Did you make a ton of the scarves after the USA Today article was released?
No. Because you never know and you don’t want to invest a lot into something if you don’t know it’s going to sell. The scarves are really expensive to make, so I don’t have the resources to make them randomly and have them sitting around, either.
How do you keep up with the demand?
I do try to have some scarves on hand. I have containers of them already sewn and packaged and ready to be shipped out. Those are available any time. The scarves aren’t difficult. For clothes, I have to wait until I get an order because I can’t have 10 size mediums or extra larges. I just don’t have the time or the space. I’ll buy the fabric and I’ll just buy a minimum amount, and then I’ll buy more if I get the orders. All of my clothing is made to order, because I live in a really small house.
Were you able to address any of your space issues with the loan you recently received from the Minnesota Indian Business Loan Program?
I had a shed built and I was able to expand my sewing space and I have storage. The shed is super small. Thank goodness that I got a shed because I was able to have more supplies. I don’t work in it. I work in my house and I have a little corner carved out where I’ve got my computer and my files and materials that I use pretty often. But I do go out to my shed every day. There’s always something out there that I need.

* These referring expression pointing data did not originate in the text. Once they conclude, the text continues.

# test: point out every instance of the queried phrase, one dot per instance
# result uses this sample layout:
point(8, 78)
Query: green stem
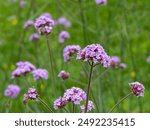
point(66, 110)
point(83, 21)
point(118, 103)
point(45, 105)
point(88, 89)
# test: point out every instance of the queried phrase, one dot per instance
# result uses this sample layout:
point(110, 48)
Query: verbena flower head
point(114, 61)
point(47, 15)
point(148, 59)
point(30, 95)
point(59, 103)
point(23, 68)
point(94, 53)
point(63, 35)
point(44, 25)
point(28, 23)
point(12, 91)
point(123, 66)
point(89, 108)
point(100, 2)
point(75, 95)
point(137, 88)
point(40, 74)
point(63, 21)
point(34, 37)
point(63, 75)
point(69, 51)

How do the scarves fit into your fashion philosophy?
When I first started making fabric and clothing, I really wanted to stay with what I know and who I am, so it was important to create a representation of the Great Lakes woodland tribes. I know Anishinaabe: It’s my culture, it’s my heritage. It was important for me to say, ‘I’m going to get into this industry and I am going to be true to my heritage and I am going to represent the Anishinaabe people.’ That’s why I call my brand I Am Anishinaabe.
Why is it especially important to establish a strong Anishinaabe presence in the fashion industry?
A lot of people only know the Southwest. It’s pretty prominent. Everyone knows the turquoise and silver. The next largest market would probably be the Dakota, Lakota and Nakota, and that’s the Plains style. People are not very familiar with the woodland style — the florals and the lakes. That is what my beadwork is all about. I was taught by my grandma. When I was six years old, I started stringing beads.
You mentioned that these scarves are the first pieces you’ve made based on your beadwork. What is the process?
I’ll take photographs of my beadwork and I’m able to capture the beads in detail. It translates to fabric as photographs and you can see the textures and see the shadows and the shapes of all of the beads.
Which are the best-selling scarves?
My most popular one is the sterling silver. It’s a special series and it’s the only one that comes in satin. I thought it would just be so pretty with silver jewelry. The next one is moonshadow black, and then the forest green. I’m hoping to come out with new colors and designs either this spring or summer.
Do you have a favorite?
I have one that’s called swamp tea green, which is kind of like a lime-ish olive green color and it’s my favorite. It’s probably the brightest of the bunch. Swamp tea is Labrador tea but it’s a traditional medicinal tea to the Chippewa people that we call swamp tea. I wanted to make connections that are familiar to Native people so that they can make that cultural connection to my work. Native people need more options on what to purchase because they want to wear items that are significant to their culture and the things that they grew up knowing as being beautiful.